I expect that in twenty years, traditional telephone service will no longer exist.
It's a good example of what happens when computers are put in charge of something. If the programming is wrong, there is very little flexibility to make things happen.
Broadening the idea a little bit, this kind of thing also happens when a bureaucrat is very particular about the rules of their office. A very faithful, nitpicky bureaucrat has a lot of similarity to a computer program.
I would be tempted to ban all telephones from my house, but for the fact that my wife uses them quite heavily.
This is a little confusing - why bother calling Blue Cross when an invisible hand of the market is already at work removing inefficient surveys?
I called United to have them email me my boarding pass. I navigated the robot until it asked if I wanted my boarding pass emailed or faxed to me. I said yes and it asked for my fax number. I said "email" along with a few other chose words. It was not to be dissuaded from it desire to extract a non-existent fax number from me. Who has a fax number anymore?

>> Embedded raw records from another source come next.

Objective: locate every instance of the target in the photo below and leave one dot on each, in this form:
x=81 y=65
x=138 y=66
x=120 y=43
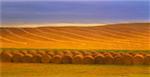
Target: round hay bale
x=94 y=53
x=41 y=52
x=24 y=52
x=6 y=57
x=51 y=53
x=17 y=57
x=27 y=58
x=46 y=58
x=99 y=59
x=127 y=59
x=76 y=53
x=108 y=59
x=32 y=52
x=107 y=53
x=118 y=59
x=37 y=58
x=77 y=59
x=138 y=59
x=88 y=59
x=132 y=54
x=57 y=59
x=86 y=53
x=147 y=59
x=67 y=59
x=58 y=53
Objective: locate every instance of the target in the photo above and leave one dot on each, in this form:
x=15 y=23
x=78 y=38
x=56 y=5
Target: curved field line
x=72 y=34
x=35 y=35
x=12 y=41
x=25 y=38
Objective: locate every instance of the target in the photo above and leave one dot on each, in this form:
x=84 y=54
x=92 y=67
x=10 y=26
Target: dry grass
x=63 y=70
x=131 y=36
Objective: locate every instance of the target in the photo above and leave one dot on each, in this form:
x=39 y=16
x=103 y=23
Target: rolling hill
x=131 y=36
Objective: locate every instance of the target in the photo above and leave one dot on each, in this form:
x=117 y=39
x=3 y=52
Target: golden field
x=71 y=70
x=129 y=36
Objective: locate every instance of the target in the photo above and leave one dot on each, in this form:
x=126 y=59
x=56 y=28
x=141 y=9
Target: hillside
x=116 y=36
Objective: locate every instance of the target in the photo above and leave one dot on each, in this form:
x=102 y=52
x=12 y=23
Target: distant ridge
x=131 y=36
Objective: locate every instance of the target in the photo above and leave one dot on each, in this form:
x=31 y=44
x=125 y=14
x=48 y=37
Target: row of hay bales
x=74 y=57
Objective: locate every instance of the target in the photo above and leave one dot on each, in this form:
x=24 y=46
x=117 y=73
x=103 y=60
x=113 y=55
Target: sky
x=83 y=11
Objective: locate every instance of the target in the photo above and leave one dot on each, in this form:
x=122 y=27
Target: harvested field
x=71 y=70
x=75 y=57
x=129 y=36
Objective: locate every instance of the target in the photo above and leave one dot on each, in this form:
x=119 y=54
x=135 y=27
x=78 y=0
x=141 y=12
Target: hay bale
x=57 y=59
x=37 y=58
x=88 y=59
x=27 y=58
x=23 y=52
x=118 y=59
x=51 y=53
x=108 y=59
x=58 y=53
x=78 y=59
x=17 y=57
x=138 y=59
x=41 y=52
x=99 y=59
x=94 y=53
x=32 y=52
x=46 y=58
x=147 y=59
x=74 y=53
x=132 y=54
x=6 y=56
x=127 y=59
x=67 y=59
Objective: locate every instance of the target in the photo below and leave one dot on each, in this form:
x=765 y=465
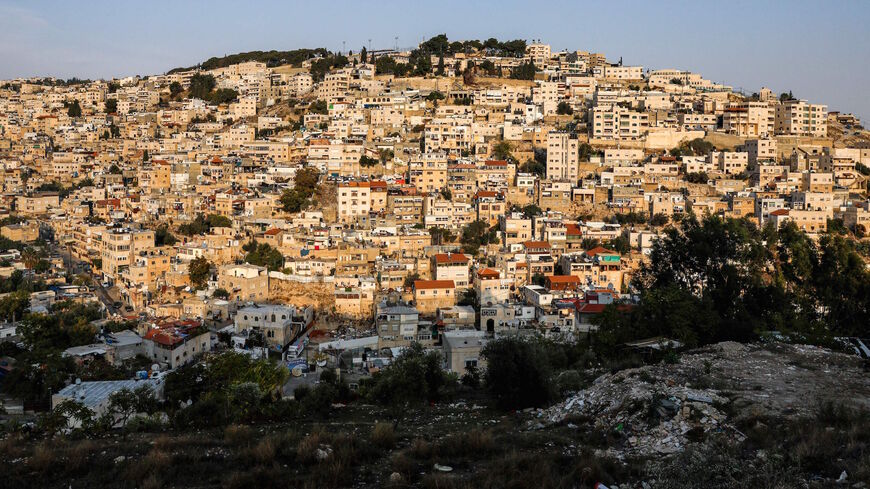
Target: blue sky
x=818 y=49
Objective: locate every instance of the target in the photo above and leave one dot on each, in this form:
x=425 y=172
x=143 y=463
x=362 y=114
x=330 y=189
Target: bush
x=518 y=374
x=384 y=435
x=415 y=376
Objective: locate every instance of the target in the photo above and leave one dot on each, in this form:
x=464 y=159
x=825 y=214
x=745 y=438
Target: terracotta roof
x=434 y=284
x=451 y=258
x=536 y=244
x=355 y=185
x=488 y=273
x=600 y=250
x=563 y=279
x=591 y=308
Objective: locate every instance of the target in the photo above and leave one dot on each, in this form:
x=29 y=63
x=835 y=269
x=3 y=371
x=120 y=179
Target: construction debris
x=659 y=409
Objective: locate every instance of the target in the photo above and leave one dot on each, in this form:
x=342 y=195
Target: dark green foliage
x=629 y=218
x=202 y=224
x=518 y=374
x=386 y=65
x=201 y=86
x=414 y=377
x=725 y=279
x=261 y=254
x=199 y=270
x=318 y=107
x=271 y=58
x=659 y=220
x=322 y=66
x=502 y=151
x=367 y=161
x=477 y=234
x=697 y=177
x=533 y=167
x=305 y=185
x=531 y=211
x=525 y=71
x=162 y=236
x=695 y=147
x=74 y=109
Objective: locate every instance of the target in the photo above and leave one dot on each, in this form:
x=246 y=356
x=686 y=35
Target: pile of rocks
x=651 y=415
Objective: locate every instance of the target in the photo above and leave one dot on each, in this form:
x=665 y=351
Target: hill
x=729 y=415
x=271 y=58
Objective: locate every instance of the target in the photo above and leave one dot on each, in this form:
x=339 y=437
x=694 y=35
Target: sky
x=818 y=49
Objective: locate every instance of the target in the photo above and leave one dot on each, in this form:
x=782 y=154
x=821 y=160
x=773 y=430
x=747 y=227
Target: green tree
x=518 y=374
x=201 y=86
x=525 y=71
x=502 y=151
x=74 y=109
x=162 y=236
x=477 y=234
x=318 y=107
x=199 y=271
x=261 y=254
x=414 y=377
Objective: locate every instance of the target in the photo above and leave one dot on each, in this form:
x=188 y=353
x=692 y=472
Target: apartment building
x=749 y=119
x=759 y=150
x=799 y=118
x=120 y=247
x=453 y=267
x=613 y=122
x=563 y=157
x=279 y=324
x=428 y=173
x=431 y=295
x=538 y=53
x=354 y=201
x=244 y=282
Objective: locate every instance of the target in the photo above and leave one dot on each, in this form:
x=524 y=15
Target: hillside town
x=328 y=211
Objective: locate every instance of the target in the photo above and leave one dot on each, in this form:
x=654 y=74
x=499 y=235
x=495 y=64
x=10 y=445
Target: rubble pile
x=659 y=409
x=651 y=416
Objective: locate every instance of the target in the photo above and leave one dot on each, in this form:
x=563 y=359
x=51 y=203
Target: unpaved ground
x=664 y=408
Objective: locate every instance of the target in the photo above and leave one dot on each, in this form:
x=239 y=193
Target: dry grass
x=235 y=434
x=153 y=463
x=152 y=482
x=12 y=446
x=384 y=435
x=305 y=450
x=472 y=444
x=78 y=454
x=264 y=452
x=44 y=457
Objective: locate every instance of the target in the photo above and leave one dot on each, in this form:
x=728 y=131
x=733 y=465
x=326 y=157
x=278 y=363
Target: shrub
x=235 y=434
x=384 y=435
x=518 y=373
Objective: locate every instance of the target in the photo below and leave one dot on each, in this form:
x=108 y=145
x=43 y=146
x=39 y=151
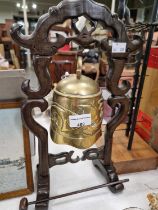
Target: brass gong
x=76 y=112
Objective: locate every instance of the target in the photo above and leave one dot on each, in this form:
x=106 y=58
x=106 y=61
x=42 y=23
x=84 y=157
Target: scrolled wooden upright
x=42 y=50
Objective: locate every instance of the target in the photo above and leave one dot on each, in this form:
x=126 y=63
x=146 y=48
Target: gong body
x=76 y=112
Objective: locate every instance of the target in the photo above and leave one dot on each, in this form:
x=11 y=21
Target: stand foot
x=110 y=174
x=42 y=191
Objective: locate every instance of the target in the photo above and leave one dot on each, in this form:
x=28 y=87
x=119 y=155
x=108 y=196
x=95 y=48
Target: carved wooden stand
x=42 y=50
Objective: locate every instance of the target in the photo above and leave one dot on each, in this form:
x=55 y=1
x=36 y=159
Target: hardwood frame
x=42 y=51
x=29 y=177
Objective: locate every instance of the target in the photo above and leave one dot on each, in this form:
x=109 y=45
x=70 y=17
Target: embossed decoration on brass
x=77 y=111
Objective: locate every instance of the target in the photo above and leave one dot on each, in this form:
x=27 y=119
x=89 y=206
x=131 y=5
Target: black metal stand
x=143 y=74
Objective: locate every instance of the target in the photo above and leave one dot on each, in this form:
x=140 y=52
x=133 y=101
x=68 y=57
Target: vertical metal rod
x=113 y=6
x=26 y=26
x=143 y=73
x=134 y=89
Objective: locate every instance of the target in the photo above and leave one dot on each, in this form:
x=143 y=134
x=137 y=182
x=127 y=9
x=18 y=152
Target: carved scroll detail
x=38 y=130
x=40 y=65
x=39 y=43
x=117 y=119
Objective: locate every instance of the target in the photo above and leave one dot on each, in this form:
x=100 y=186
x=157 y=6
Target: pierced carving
x=42 y=49
x=38 y=41
x=38 y=130
x=40 y=64
x=122 y=103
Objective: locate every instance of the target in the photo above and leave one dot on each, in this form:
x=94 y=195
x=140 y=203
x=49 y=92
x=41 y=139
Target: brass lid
x=78 y=87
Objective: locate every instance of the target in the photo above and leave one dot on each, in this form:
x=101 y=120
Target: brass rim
x=77 y=96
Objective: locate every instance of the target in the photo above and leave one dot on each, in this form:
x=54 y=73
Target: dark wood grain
x=41 y=49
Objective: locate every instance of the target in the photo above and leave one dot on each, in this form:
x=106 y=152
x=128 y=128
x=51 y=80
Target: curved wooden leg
x=110 y=174
x=43 y=186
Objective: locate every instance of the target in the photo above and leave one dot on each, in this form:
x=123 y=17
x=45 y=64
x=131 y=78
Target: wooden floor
x=141 y=158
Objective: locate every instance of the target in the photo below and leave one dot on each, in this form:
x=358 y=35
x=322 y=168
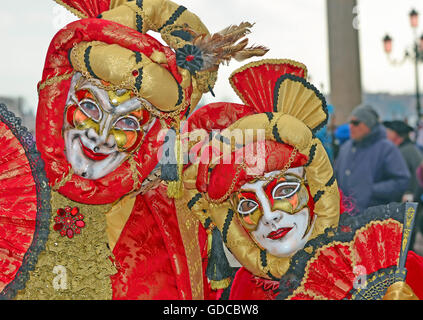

I discovered that if you hit the # key twice it understands that you want to speak to an operator. It even says, "I sense that you wish to speak with an operator." But then it says, "I can't do that right now." I tried this several times but it became clear that "not right now" didn't mean that operators were too busy, it meant that "at this point in the menu system I'm fixated on getting a fax number and your only means of escape is hanging up."
Your only hope is to hang up, call again, and press the # key twice before it asks if you want your boarding pass emailed or faxed to you.
There will be lots of head scratching going on over there at Blue Cross trying to figure out why their response rates are so low.